Rats administered SLD/LPS were pretreated with etanercept(Etan) or its vehicle (Veh) 1 hr before LPS. (A) PMN staining was performed on livers collected at 8 hr. The accumulation of PMNs in livers was evaluated by averaging PMN numbers in 10, randomly chosen, 400 X fields. (B) Quantification of HOCl-protein adducts in the livers of rats at 8 hr. *significantly different from Veh/Veh/Veh group. #significantly different from Veh/SLD/LPS group. P<0.05, n=3-6.

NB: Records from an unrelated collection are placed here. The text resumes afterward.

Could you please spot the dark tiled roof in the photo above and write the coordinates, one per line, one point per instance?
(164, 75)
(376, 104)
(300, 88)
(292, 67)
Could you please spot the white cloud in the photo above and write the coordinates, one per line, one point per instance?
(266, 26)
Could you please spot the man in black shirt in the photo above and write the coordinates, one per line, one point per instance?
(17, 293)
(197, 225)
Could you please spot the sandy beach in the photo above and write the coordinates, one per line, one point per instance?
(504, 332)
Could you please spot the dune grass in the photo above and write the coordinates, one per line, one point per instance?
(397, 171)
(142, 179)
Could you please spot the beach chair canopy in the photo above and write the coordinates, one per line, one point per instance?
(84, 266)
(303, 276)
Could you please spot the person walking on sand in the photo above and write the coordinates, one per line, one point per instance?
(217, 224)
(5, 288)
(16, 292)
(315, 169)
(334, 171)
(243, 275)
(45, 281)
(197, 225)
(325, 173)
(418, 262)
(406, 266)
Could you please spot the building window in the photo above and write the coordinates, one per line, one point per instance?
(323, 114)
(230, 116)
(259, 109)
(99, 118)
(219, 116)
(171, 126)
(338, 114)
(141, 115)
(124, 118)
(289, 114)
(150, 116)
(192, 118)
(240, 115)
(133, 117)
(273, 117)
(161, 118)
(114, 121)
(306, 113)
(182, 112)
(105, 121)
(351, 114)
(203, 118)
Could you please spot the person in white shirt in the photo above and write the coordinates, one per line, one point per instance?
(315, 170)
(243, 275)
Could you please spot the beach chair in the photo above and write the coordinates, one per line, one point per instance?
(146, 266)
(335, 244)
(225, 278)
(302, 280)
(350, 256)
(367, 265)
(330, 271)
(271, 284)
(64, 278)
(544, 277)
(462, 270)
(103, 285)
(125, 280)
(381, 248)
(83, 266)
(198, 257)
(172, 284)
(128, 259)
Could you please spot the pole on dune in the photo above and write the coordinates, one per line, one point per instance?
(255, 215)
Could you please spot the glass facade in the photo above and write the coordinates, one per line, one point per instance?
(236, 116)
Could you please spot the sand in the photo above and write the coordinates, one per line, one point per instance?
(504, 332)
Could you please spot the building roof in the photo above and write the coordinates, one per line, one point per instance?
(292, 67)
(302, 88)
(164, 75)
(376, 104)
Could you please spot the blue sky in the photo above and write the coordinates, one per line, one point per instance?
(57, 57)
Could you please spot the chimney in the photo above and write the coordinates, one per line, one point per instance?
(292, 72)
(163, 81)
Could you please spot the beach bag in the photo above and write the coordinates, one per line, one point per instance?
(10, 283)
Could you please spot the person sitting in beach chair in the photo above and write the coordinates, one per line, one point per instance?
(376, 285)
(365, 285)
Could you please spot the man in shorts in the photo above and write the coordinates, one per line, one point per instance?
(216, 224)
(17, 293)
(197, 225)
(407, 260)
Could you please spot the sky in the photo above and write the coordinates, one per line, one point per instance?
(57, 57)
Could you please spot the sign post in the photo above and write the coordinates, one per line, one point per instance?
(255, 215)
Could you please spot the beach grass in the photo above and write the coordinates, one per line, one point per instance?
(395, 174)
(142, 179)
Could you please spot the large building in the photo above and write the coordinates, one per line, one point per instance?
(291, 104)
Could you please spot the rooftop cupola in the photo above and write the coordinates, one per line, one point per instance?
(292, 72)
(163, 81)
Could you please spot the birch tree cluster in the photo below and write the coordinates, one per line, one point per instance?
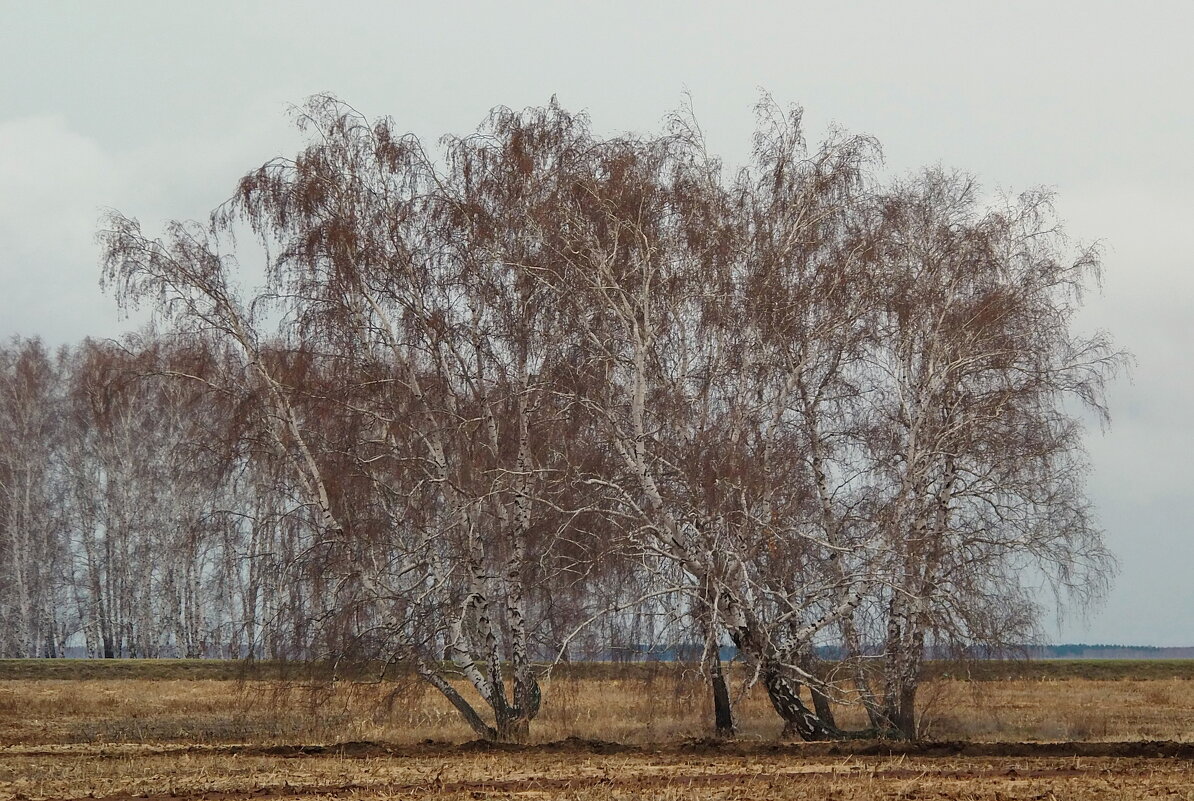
(534, 394)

Fig. 6. Effect of PAI-1 inhibition on liver injury and PMN accumulation and activation

Rats were treated with SLD/LPS as described in Fig.1. PAI-1 inhibitor, PAI039 (6 mg/kg, p.o.), or its vehicle (Veh, 0.5% methyl cellulose) was administered at 1 hr after the second administration of SLD. Rats were euthanized at 12 hr to measure ALT activity (A) or at 8 hr to assess PMN accumulation (B) and activation (C). * significantly different from Veh/Veh/Veh. # significantly different from SLD/LPS/Veh group. P<0.05, n=4-16.

Fig.7

Effect of PAI-1 inhibition on liver histopathology in SLD/LPS-cotreated rats. Rats were treated with Veh/Veh/Veh (A), Veh/SLD/LPS (B) or PAI039/SLD/LPS (C) as described in Fig. 6. Liver sections collected at 12 h were stained with hematoxylin and eosin for histopathological evaluation.. Arrows point to areas of hepatocellular necrosis.

Fig.8. Effect of TNF inhibition on plasma PAI-1 concentration

Rats were treated with etanercept (Etan), SLD and LPS or their vehicles (Veh) as described in the legend to Fig. 5. Plasma active PAI-1 concentration was determined at 8 hr. * significantly different from Veh/Veh/Veh. P<0.05, n=4.

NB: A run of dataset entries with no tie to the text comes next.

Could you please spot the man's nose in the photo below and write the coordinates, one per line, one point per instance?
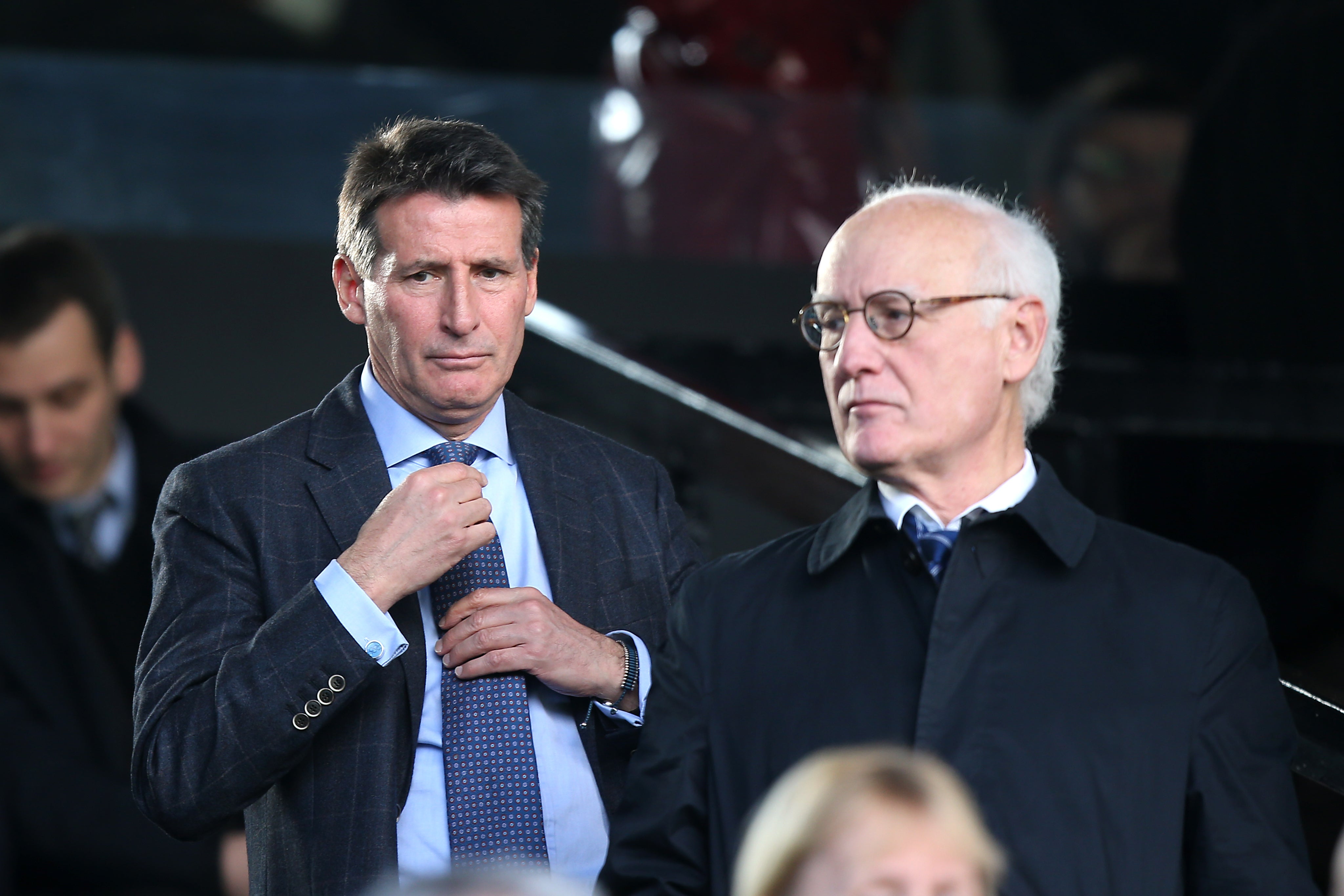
(460, 312)
(39, 436)
(861, 351)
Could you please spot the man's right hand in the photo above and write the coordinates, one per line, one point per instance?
(420, 531)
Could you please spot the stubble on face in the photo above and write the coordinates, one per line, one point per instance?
(445, 305)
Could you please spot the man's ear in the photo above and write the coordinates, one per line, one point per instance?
(128, 362)
(1027, 324)
(531, 282)
(350, 291)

Fig. 9. Effect of TNF or PAI-1 inhibition on fibrin deposition in liver

Rats were treated with SLD/LPS and etanercept (Etan, A) or PAI-1 inhibitor (B) respectively. Fibrin deposition was evaluated at 8 hr. * significantly different from SLD/LPS/Vehicle (Veh). P<0.05, n=4-7.

Fig. 10. Mechanisms of SLD/LPS-induced liver injury

Solid lines indicate interactions observed in current research. Dotted lines indicate interactions that have been identified in previously published research. See text for details.